J'en viens à la question de l'enregistrement audiovisuel des gardes à vue.

Vous le savez, monsieur le garde de sceaux, notre collègue Jean-Patrick Courtois a remis au ministre de l'intérieur un excellent rapport, particulièrement documenté et détaillé, sur cette question, rapport que François Zocchetto a également évoqué.

Ce rapport n'a malheureusement pas eu l'écho qu'il méritait à l'Assemblée nationale, et les arguments avancés pour en repousser les conclusions ont parfois été un peu légers ou équivoques.

Je ne reviendrai pas sur un débat qui, me semble-t-il, a déjà été tranché, mais je souhaite faire quelques observations.

Comme notre collègue l'a rappelé dans son rapport, la comparaison avec le système répandu dans les pays anglo-saxons n'est pas justifiée, car les situations sont bien différentes.

Ainsi, contrairement à une idée reçue, l'enregistrement audiovisuel des gardes à vue n'est pas obligatoire dans les pays anglo-saxons. C'est sur l'initiative de la police elle-même que ce système est utilisé en tant qu'outil au service de l'enquête et non en tant que garde-fou.

De plus, ces pays n'ont pas empilé les procédures : la vidéo s'est substituée au procès-verbal détaillé au profit d'un allégement des contraintes procédurales, alors que, en France, elle viendra malheureusement se superposer à d'autres procédures.

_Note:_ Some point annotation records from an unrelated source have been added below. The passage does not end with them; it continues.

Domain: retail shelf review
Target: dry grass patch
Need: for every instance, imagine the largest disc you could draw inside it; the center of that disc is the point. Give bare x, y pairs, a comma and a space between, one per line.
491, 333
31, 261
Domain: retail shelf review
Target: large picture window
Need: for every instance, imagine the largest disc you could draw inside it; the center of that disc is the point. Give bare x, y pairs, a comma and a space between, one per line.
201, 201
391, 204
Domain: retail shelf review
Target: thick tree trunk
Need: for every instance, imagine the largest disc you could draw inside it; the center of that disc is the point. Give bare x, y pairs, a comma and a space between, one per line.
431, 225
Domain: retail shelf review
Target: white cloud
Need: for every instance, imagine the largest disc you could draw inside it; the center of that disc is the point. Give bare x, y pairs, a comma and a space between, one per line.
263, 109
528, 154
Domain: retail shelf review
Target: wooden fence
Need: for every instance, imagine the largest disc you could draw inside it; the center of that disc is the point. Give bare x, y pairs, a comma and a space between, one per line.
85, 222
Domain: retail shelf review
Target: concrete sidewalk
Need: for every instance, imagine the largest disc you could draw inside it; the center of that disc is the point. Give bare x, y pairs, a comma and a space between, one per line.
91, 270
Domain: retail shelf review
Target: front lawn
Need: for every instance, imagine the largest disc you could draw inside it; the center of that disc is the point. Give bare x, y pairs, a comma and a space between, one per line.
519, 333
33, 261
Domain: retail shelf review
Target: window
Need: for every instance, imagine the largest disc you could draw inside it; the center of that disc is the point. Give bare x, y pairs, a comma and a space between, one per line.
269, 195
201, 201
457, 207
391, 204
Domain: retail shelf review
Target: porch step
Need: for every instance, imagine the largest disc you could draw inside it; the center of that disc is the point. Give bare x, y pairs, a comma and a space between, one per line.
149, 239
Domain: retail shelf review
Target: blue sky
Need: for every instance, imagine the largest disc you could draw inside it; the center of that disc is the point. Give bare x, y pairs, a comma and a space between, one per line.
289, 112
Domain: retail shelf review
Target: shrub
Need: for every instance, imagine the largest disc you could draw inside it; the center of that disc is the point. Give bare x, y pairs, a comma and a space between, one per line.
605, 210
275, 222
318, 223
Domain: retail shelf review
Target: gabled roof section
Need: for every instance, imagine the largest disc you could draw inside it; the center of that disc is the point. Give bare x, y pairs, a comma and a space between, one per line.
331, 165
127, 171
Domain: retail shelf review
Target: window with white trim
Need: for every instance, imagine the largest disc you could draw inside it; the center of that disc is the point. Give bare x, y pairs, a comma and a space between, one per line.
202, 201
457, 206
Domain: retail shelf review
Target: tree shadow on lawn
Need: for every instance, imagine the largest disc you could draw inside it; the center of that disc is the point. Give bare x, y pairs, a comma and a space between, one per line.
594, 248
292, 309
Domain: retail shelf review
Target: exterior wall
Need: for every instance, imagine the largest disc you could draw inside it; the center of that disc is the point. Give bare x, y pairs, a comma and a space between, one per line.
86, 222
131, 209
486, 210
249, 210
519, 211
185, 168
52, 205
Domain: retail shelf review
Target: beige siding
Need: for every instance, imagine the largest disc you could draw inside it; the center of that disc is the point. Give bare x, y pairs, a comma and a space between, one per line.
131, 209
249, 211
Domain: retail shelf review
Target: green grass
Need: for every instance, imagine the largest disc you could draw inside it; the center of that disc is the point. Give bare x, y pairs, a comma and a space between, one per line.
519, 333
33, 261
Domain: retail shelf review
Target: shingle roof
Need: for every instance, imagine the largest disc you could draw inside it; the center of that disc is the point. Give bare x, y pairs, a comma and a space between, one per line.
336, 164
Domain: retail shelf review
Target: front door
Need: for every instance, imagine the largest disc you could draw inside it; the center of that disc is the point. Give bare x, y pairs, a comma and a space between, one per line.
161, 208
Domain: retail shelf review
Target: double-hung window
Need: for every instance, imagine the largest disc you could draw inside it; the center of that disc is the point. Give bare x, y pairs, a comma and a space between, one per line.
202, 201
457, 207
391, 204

Depuis le début, il y a, dans ce débat, une dimension qui gêne mon groupe. Tout le monde nous assure que cette disposition n'est pas une mesure de défiance à l'égard de la police. Pourtant, après les premiers arguments, l'idée de protéger le policier contre lui-même revient systématiquement.

Il ne faut pas accréditer la thèse d'une police violente et opaque. Aucun autre corps ne pratique l'autosanction avec autant d'application. Dans la magistrature, on compte moins de deux sanctions disciplinaires par an, soit soixante-treize sanctions depuis 1958 !

Il faut donc faire confiance à nos enquêteurs. Mais, en contrepartie, en cas de manquement, les sanctions doivent être exemplaires. Mon groupe plaidera donc pour la confiance préalable.

Je ne reviendrai pas sur l'argument du coût de la mesure : 72 millions d'euros, selon notre collègue Jean-Patrick Courtois, auxquels viendront s'ajouter annuellement 6 millions d'euros en budget de fonctionnement. Je ne reviendrai pas davantage sur l'inadaptation des locaux.

Toutefois, le législateur, qui connaît les difficultés budgétaires de la justice en France, peut s'interroger sur l'opportunité du dispositif. En effet, sur 300 000 enregistrements de gardes à vue de mineurs en cinq ans, seules quinze ouvertures de scellés ont été demandées. De plus, la rénovation des locaux de garde à vue - et en premier lieu, celle des cellules elles-mêmes - est indispensable, l'insalubrité de certaines cellules portant atteinte à la dignité des personnes retenues.